I’ve written a lot on this blog about the challenges of raising a family, working from home, work-life “balance” (hah!), and growing a small business. I love all of these things – it’s very important to me to be available to my kids and my family and it’s also important to me to challenge myself through the work I do in the web design world. Yet, there’s a point when it becomes not fun – when I feel too busy, too stressed, too drained… and life just overwhelms me. I felt that a lot through the late summer and fall of last year. I was struggling with my workload. There was never enough time. Never enough sleep. I was too busy and couldn’t keep my head above water.
Recently, I read an article on Slate about the book Overwhelmed: Work, Love, and Play When No One Has the Time by Brigid Schulte. I immediately thought back to my time in the fall when I felt really, really busy. While I wouldn’t go so far as to say I bragged or felt remotely happy about it, it was an overlying theme for me for several weeks. I continually reiterated to myself and my husband just how busy I was. Even if my workload was higher than normal, I was continually emphasizing that in my mind and in conversation. And I don’t believe that helped my situation. I was seeing this time in life as a time of scarcity (never enough of anything – time, sleep, healthy food) and that mindset seems to coincide with the philosophy of this book: by telling ourselves that we’re busy, we’re simply reinforcing an idea that most likely isn’t true. The article goes on to discuss the main tenet of the book – that we really aren’t as busy as we think we are.
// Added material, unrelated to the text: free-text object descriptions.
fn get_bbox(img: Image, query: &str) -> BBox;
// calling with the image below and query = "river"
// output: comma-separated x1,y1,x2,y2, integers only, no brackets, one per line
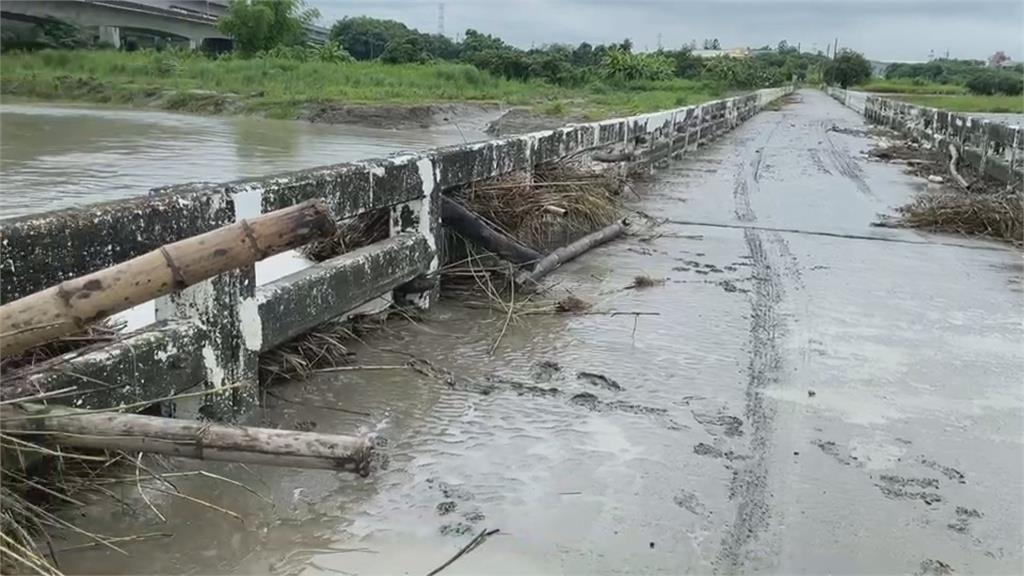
0,102,494,219
6,93,1024,575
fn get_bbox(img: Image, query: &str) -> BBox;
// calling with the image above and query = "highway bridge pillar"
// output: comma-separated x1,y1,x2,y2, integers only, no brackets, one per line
98,25,120,48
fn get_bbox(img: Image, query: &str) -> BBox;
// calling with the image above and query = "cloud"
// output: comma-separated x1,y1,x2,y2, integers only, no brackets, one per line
308,0,1024,61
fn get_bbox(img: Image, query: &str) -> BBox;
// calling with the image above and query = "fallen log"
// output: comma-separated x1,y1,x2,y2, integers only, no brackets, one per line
592,150,635,163
517,219,628,288
2,403,373,475
441,196,542,265
948,143,969,189
0,199,335,357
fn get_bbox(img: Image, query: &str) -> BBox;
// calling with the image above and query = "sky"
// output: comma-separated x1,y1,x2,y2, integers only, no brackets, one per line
306,0,1024,63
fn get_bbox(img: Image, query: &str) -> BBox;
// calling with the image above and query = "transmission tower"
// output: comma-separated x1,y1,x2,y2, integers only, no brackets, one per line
438,2,445,36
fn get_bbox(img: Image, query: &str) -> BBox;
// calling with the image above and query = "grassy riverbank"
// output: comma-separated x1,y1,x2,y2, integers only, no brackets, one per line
0,50,724,122
857,80,967,95
888,94,1024,114
856,79,1023,113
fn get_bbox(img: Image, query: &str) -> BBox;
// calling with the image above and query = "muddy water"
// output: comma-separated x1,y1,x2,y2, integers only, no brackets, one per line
0,102,494,218
37,92,1024,575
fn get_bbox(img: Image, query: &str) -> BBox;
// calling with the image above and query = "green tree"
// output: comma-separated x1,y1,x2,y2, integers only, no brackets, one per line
572,42,594,67
527,44,582,85
217,0,319,56
664,47,702,79
600,47,673,82
330,16,410,60
422,34,459,60
381,34,429,64
460,29,508,57
824,49,872,88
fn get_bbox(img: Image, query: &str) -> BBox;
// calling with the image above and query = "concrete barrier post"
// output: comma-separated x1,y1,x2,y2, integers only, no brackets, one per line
154,194,259,421
391,156,440,309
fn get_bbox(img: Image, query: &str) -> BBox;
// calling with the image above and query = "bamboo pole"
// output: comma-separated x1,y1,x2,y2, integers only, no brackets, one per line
0,199,335,357
2,403,373,475
517,219,628,288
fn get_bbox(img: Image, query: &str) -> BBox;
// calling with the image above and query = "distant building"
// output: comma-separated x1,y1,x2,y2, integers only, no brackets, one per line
692,47,751,59
987,51,1013,68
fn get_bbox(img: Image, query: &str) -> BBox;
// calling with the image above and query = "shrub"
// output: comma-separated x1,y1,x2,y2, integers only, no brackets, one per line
965,70,1023,96
600,48,674,82
314,42,354,64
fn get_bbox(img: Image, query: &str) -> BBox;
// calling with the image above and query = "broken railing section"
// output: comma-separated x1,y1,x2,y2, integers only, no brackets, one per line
0,87,791,419
826,87,1023,190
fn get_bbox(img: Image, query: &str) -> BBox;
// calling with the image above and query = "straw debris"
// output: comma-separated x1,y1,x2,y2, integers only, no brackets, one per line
555,295,592,313
628,275,664,289
868,133,1022,244
0,319,126,376
889,190,1023,244
448,160,625,253
301,208,389,262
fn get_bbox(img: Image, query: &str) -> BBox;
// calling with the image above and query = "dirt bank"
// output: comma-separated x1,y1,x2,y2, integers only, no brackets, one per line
1,75,505,130
302,102,502,130
485,107,579,136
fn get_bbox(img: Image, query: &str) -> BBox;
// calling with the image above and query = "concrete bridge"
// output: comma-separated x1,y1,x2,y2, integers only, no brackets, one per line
0,87,789,417
3,89,1023,574
1,0,328,49
2,86,1020,419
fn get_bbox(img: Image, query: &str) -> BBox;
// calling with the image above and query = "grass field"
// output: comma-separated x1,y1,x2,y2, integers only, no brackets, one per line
857,80,967,95
0,50,723,120
889,94,1024,114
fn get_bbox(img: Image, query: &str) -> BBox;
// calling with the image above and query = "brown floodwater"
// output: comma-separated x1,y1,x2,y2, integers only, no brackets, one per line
0,101,494,218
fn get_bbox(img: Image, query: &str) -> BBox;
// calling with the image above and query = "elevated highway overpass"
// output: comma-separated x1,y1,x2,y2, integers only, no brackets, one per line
2,0,328,49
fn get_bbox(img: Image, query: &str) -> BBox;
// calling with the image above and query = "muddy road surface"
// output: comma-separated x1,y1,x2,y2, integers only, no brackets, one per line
59,90,1022,575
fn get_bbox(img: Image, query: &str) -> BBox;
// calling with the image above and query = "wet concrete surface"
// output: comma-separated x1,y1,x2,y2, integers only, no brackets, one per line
55,90,1023,575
Since the fall of 2013, I’ve worked hard in many areas to cut down on work, to take breaks from work, to be present with my family, and to practice mindful meditation. I believe all of things have contributed to helping me regain my sanity and not feel so “busy”. The article also suggests one more simple thing:
“The answer to feeling oppressively busy… is to stop telling yourself that you’re oppressively busy, because the truth is that we are all much less busy than we think we are.”
I haven’t read this book, yet, and I’m not sure if I will. The Slate article alone has given me a lot of food for thought. I will certainly be more mindful of the words I use to describe my life right now and of falling into the scarcity trap. I know that this is important for my own well-being and also for the example I’m setting for my children. If they see me setting a precedent of leading a frantic life and constantly emphasizing how busy we are, they too might start to feel overwhelmed and anxious about time and our schedule. For now, I’m continuing to regulate my work and taking note of the time I do have.